Пару дней я просидел в общей камере. Потом вызвал меня следователь, капитан Володин, который предъявил мне обвинения по статье 58, пункты 1б, 10 и 11. От всех обвинений я отказался и не стал ничего подписывать. Тогда он меня перевел в одиночную камеру и стал применять недозволенные методы воздействия. Ночью не давал спать – вызывал к себе и сидел, не говоря ни слова. Не давал есть, не пускал в туалет, не разрешал садиться во время допроса. Практически я не ел и не спал. Приду в камеру – там стоит много моих мисок; ищу ту, что потеплее, только ложку в рот – снова на допрос. Я много раз терял сознание, меня приводили в чувство врачи, давали поесть, и снова все начиналось сначала.
Он еще и бил меня. Сказал:
– Не подпишешь – подохнешь в этой камере.

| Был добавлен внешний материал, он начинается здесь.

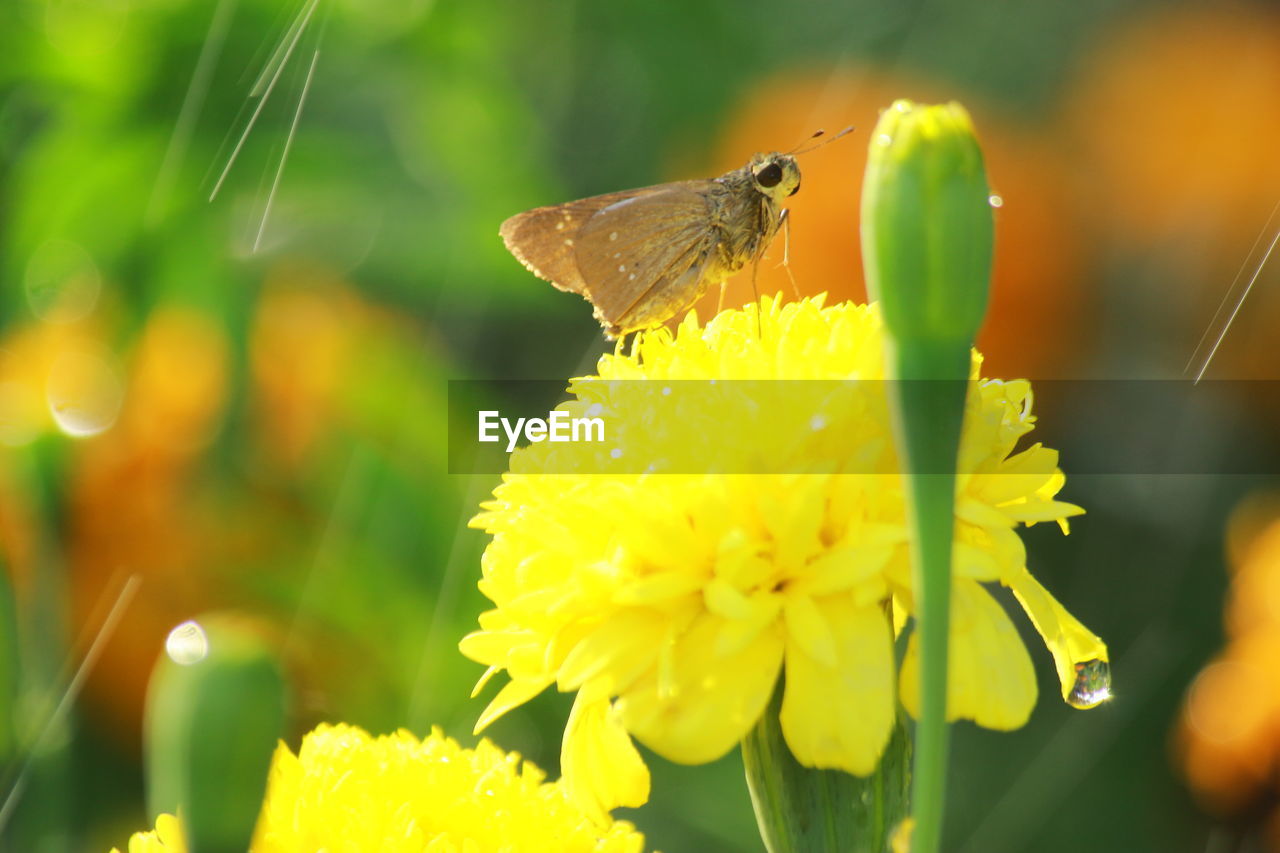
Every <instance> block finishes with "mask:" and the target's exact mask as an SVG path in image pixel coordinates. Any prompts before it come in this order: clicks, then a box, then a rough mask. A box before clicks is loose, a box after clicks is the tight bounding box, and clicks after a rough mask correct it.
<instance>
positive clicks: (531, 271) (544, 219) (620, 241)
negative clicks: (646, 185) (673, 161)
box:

Моя одиночная камера была очень маленькая – два на полтора метра, параша стояла под кроватью. Темно. Тусклая зарешеченная лампа едва давала свет. Было много крыс. Следователь вызовет ночью и держит у себя в кабинете и день. Нельзя ни попить, ни поесть. Так прошло семь месяцев. Однажды открывают камеру, а я лежу без сознания на полу. Меня привели в чувство, вызвали доктора и начали подкармливать. Давали рыбий жир и какую-то кашу. Едва я смог стоять на ногах, меня снова повели на допрос. В таком состоянии я подписал все – только бы скорей кончилось это издевательство.
Три человека в каком-то кабинете судили нас троих: Баулина, Баулину и меня. Суд длился десять минут. Дали по 25 лет и 5 лет поражения в правах – как раз вышел указ Сталина о замене смертной казни 25 годами.